The Tech sector's contribution to S&P 500 operating earnings is expected to rise above 30% by Q4'26

Welcome back to DC Lite: Daily Chartbook’s free, entry-level newsletter containing 5 of the day’s best charts & insights.

1. Existing home sales. Sales of existing homes rose 0.5% MoM in November to 4.13 million (annualized), marking the third consecutive increase and the most since February. The median sale price increased 1.2% YoY (second slowest pace in +2 years) to $409,200.

2. Unemployment. "Despite the unemployment rate rising for 31 months, this has been one of the slowest increases in unemployment in history. Many factors at play that are contributing to this, and how one would expect a trend of rising unemployment in a k-shaped economy, rather than in a broadly-weak economic backdrop."

3. NDX vs.
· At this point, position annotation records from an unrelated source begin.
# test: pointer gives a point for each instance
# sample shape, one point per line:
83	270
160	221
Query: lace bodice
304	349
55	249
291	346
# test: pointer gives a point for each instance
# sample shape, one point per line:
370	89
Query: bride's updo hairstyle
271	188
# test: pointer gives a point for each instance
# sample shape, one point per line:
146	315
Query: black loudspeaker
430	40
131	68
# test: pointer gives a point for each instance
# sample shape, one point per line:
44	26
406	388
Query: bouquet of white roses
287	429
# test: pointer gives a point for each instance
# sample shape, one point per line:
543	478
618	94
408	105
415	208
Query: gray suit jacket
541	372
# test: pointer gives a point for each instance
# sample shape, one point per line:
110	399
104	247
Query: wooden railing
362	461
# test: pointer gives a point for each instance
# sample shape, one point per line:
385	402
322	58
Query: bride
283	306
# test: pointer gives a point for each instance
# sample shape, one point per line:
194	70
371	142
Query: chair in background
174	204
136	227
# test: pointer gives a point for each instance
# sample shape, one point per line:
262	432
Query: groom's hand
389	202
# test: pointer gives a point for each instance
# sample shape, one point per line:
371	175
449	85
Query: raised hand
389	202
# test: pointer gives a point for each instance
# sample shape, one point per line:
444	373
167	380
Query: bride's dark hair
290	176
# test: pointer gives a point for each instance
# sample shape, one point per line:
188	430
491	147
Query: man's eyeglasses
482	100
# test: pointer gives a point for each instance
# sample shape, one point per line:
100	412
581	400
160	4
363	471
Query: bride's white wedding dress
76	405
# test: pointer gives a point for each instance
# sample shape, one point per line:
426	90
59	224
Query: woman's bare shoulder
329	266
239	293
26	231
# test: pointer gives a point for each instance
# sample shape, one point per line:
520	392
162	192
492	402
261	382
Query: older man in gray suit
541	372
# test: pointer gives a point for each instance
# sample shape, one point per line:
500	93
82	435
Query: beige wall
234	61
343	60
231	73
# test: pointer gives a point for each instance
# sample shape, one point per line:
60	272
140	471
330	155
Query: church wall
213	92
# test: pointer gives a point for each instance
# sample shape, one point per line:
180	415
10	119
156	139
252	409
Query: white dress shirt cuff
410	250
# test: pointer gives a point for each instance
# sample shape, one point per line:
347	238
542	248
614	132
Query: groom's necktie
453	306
MOVE. New cycle lows in interest rate volatility (inverted) could pave the way to new highs for stocks.

4. CY26 growth estimates. The S&P 500 is expected to grow its top and bottom lines by 15% and 7.2%, respectively. Both are comfortably above their 10-year trailing average growth rate.

5. Earnings contribution. And finally, the Tech sector's contribution to S&P 500 operating earnings is expected to rise above 30% by Q4'26.